Anyway, Nancy Bobofit was throwing wads of sandwich that stuck in his curly brown hair, and she knew I couldn't do anything back to her because I was already on probation. The headmaster had threatened me with death by in-school-suspension if anything bad, embarrassing, or even remotely entertaining happened on this trip.
"I'm going to kill her," I mumbled.
Grover tried to calm me down. "It's okay. I like peanut butter."
He dodged another piece of Nancy's lunch.
"That's it." I started to get up, but Grover pulled me back to my seat.

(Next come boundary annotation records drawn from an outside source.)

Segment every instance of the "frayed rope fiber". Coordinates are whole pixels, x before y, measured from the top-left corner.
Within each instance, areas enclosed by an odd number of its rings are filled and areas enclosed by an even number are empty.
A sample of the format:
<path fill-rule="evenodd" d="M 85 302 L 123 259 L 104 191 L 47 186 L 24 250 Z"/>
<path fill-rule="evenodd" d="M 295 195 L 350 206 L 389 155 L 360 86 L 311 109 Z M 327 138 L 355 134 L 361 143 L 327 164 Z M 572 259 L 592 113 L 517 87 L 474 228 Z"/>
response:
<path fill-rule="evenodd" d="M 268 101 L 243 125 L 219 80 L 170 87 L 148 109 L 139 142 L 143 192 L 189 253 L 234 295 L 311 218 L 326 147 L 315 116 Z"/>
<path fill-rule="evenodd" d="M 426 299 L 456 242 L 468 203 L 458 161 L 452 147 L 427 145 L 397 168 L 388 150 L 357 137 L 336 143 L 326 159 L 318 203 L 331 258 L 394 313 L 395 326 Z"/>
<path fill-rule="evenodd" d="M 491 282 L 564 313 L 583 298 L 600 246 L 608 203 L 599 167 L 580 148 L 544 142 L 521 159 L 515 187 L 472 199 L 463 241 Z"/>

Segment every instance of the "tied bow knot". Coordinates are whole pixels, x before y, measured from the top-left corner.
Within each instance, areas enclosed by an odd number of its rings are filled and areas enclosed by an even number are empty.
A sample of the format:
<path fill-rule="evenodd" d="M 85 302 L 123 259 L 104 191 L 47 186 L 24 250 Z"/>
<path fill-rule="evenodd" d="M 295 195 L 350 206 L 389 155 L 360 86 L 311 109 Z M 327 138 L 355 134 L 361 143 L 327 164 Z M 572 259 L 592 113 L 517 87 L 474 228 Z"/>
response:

"You're already on probation," he reminded me. "You know who'll get blamed if anything happens."
Looking back on it, I wish I'd decked Nancy Bobofit right then and there. In-school suspension would've been nothing compared to the mess I was about to get myself into.

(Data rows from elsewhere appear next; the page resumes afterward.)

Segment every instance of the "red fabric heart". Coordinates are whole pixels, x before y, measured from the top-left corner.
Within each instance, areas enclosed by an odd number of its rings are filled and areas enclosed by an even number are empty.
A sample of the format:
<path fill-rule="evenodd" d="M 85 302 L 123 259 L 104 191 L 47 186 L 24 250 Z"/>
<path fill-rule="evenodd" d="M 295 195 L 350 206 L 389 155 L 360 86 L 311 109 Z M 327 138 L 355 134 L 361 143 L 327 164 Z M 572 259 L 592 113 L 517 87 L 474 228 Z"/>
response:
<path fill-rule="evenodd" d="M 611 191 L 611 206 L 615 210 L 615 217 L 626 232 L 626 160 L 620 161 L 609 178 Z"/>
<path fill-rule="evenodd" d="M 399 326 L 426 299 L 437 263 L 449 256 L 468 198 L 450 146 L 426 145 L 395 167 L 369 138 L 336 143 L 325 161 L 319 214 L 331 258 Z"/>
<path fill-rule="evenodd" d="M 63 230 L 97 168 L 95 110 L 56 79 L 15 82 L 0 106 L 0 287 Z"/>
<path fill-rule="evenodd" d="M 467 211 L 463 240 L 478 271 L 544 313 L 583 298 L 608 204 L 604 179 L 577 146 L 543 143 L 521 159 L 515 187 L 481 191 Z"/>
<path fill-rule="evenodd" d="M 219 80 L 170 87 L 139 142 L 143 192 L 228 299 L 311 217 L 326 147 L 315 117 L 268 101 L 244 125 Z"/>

"I just can't shake it," I explained to Will as we walked back to my mother's office with papers from Mr. Yukimora, her boss. I had no idea what was in them, but it was a big stack of papers that clearly needed some sort of review. "Something bad is gonna happen today."
"Bad like what, though? Bad like when you blew up the second floor water fountain at school? Or bad like when you set your final on fire out of nowhere? Bad like when you -"
"Okay!" I exclaimed. "I get it, I get it. Different types of super bad. But it's none of those..."
"Then what?" Will asked, looking down at me with worried blue eyes. He was a good head taller than me, and a bit more than a year older than me. We'd been best friends since I was seven. Mom and I had moved from Jackson Heights to Tribeca and I met Will when I was running down the stairs and slammed into him on the landing, sending us crashing into a wall.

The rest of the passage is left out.